The project was first announced in 2013, and estimates earlier this year pegged the construction cost at $3 billion. The new $500-million increase to the budget includes not only the cost of bridge construction but also the new and expanded road network leading to and from the bridge as well as the decommissioning of the existing tunnel.
According to the government, construction costs will be recovered through user tolls, just like the Port Mann Bridge project, and potentially through infrastructure grants provided by the federal government. At this early stage of planning, there is no indication how much tolls will cost.
“This will be the largest bridge ever built in B.C.,”Transportation and Infrastructure Minister Todd Stone said in a statement. “When completed, it will address what is now the worst traffic bottleneck in the province and bring travel time reliability to one of our most important transportation corridors, serving national, provincial and regional economies.”
The new bridge along the Highway 99 route will span a length of three kilometres over the Fraser River between Richmond and Delta. Proponents are planning to allocate four general travel lanes and one transit/HOV lane in each direction.
New interchanges will be built where Highway 99 intersects with Highway 17A, Steveston Highway, and Westminster Highway. As well, about 24 kilometres of Highway 99 will be widened to include one dedicated transit/HOV lane in each direction beginning from Highway 91 in Delta to Bridgeport Road in Richmond – near the south end of the Oak Street Bridge into Vancouver. Like the new Port Mann Bridge, the new bridge’s centre lanes can accommodate the future expansion of rail rapid transit.
Improvements to the crossing’s supporting road network will reduce the number of collisions by 35 per cent, the report notes. Collisions are highest today at merging points leading to the tunnel entrances and at the Highway 17A and Steveston Highway interchanges. When collisions occur, delays exceeding an hour can occur.
Commuters can expect travel time reductions of between 25 to 35 minutes a day with the new crossing.
The current four-lane tunnel crossing, built in 1958, is prone to collapse and flooding as it does not meet seismic standards.

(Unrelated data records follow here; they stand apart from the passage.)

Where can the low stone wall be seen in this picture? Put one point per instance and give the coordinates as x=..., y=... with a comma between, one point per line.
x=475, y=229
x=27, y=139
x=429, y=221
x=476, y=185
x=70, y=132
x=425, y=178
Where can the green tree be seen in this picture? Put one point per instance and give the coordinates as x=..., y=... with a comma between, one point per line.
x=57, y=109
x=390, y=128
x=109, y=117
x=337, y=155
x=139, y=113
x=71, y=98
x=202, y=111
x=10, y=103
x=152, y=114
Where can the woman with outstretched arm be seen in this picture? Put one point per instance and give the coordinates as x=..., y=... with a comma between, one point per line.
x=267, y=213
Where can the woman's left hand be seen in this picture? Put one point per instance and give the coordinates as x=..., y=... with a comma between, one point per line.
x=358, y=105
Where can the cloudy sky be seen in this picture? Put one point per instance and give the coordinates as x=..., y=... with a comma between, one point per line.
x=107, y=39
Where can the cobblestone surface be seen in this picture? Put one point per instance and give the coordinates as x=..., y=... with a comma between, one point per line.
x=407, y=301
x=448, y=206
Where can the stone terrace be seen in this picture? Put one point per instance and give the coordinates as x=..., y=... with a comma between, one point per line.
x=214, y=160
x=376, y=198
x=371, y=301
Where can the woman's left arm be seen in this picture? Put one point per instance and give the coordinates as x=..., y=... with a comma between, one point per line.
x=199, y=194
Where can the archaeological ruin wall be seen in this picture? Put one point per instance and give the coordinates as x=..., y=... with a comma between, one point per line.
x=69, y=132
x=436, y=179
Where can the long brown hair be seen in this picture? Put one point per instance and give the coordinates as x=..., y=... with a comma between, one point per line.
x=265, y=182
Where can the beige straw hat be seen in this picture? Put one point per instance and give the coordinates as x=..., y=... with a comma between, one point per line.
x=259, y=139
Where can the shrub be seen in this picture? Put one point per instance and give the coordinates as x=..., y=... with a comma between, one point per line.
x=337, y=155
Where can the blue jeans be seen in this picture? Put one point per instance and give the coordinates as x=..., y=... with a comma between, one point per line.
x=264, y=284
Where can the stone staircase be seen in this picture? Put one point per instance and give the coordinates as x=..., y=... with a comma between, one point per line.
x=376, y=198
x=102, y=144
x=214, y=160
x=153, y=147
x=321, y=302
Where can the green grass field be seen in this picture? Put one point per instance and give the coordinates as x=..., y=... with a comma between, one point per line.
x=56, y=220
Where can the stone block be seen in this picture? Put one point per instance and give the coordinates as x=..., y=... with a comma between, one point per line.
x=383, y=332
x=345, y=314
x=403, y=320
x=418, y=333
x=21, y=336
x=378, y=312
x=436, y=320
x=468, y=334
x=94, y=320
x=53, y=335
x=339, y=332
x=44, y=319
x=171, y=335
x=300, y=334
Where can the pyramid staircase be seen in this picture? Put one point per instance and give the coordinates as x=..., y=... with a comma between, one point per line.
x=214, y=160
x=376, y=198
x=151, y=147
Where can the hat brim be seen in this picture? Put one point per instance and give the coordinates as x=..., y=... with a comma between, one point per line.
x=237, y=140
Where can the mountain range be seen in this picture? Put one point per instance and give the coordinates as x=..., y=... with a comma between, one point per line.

The tunnel sections were dropped into the bed of the Fraser River and covered with a protective layer of rock.
Approximately 80,000 vehicles use the existing counterflow-managed tunnel on a daily basis. It is a vital route for south of Fraser residents, traffic to U.S.-Canada border and B.C. Ferries’ Tsawwassen Terminal, and truck traffic, especially with the continued expansion of the port facilities in Delta. But congestion is problematic not only during the morning and evening peak hours but also mid-day.
The report states that 59 per cent of the tunnel’s northbound weekday traffic is bound for Richmond and 40 per cent is bound for Vancouver. It claims that no additional traffic is expected to drive over the Oak Street Bridge each day, although the bridge will remain congested because of the signal lights at the intersection of Oak and 70th streets in South Vancouver.
But traffic on the Alex Fraser Bridge will increase by 15 per cent. The provincial government expects a number of drivers will use the nearest crossing option to avoid paying tolls.
Construction on the new bridge could begin in early-2017 for a completion and opening in 2022.